For solving this question you should know about confidence level and the critical value of this. In this question we will find the value of z – score for this. And here it corresponds to $88\%$ confidence level so it will be less than the full confidence. So, we will calculate the z – score for less area.

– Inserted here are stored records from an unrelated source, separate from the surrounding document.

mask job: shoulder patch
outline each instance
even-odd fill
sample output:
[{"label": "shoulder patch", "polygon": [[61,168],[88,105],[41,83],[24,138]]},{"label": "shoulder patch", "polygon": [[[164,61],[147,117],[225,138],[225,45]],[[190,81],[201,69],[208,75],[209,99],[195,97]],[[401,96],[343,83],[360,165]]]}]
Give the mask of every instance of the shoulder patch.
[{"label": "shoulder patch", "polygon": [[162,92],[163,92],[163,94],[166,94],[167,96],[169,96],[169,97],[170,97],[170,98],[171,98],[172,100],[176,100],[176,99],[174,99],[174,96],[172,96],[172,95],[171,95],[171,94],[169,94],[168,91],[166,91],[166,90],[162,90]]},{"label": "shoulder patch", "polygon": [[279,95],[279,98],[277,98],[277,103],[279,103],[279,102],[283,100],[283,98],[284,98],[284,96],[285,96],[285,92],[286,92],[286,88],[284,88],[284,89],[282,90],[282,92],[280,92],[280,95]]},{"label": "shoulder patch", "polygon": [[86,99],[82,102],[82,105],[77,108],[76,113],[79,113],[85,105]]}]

Complete step by step solution:
In this question it is asked to find the critical value ${{z}_{{}^{\alpha }/{}_{2}}}$ which corresponds to the $88\%$ confidence level.
So, if we read the question carefully then it is asking for the critical value ${{z}_{{}^{\alpha }/{}_{2}}}$ of a confidence level and this ${{z}_{{}^{\alpha }/{}_{2}}}$ value corresponds to the $88\%$ confidence level.
So, if we find the confidence, then:
For confidence $\left( 1-\alpha \right)*100$
$\alpha =0.12$
and at level $\alpha =0.12$, the critical values are given by $+{{z}_{0.12/2}},-{{z}_{0.12/2}}$.
So, if we find ${{z}_{0.12/2}}$
Then: ${{z}_{{}^{\alpha }/{}_{2}}}$ is the z – score such that the area to the right of ${{z}_{{}^{\alpha }/{}_{2}}}$ is ${}^{\alpha }/{}_{2}$ (which is under the standard normal curve)
So, the P $\left( z>{{z}_{{}^{\alpha }/{}_{2}}} \right)=0.06$
Then $\left( z<{{z}_{\alpha }} \right)=0.94$
As we know that 0.9400 is not present in the z- score table containing area to left of z, but we can use here linear interpolation.

x	0.03	0.04	0.05	0.06
1.3	0.9082	0.9099	0.9115	0.9131
1.4	0.9236	0.9251	0.9265	0.9279
1.5	0.9370	0.9382	0.9394	0.9406
1.6	0.9484	0.9495	0.9505	0.9515

We note that nearby 0.9394 has a z – score 1.55 and 0.9406 has a z – score 1.56. So, here we can use the linear interpolation to find out the approximate z – score = 1.55.
0.9400 is $\dfrac{0.9400-0.9406}{0.9394-0.9406}=\dfrac{1}{2}$ way from 0.9406 to 0.9394.
So, the z – score of 0.9400 is approximately $\dfrac{1}{2}$ of the way from 1.56 to 1.55.
Z – score $=1.56+\left( \left( 1.55 \right)-\left( 1.56 \right) \right)*\dfrac{1}{2}=1.5550$

Thus, the z – score of ${{z}_{{}^{\alpha }/{}_{2}}}$ or ${{z}_{0.06}}=1.555$.

Note:
During solving this question you should be careful regarding calculating the values of z – score at any alpha. And if the exact z – score at that $\alpha$ is not available then always take the nearly two z – scores and then apply their linear interpolation for getting the values of z – score.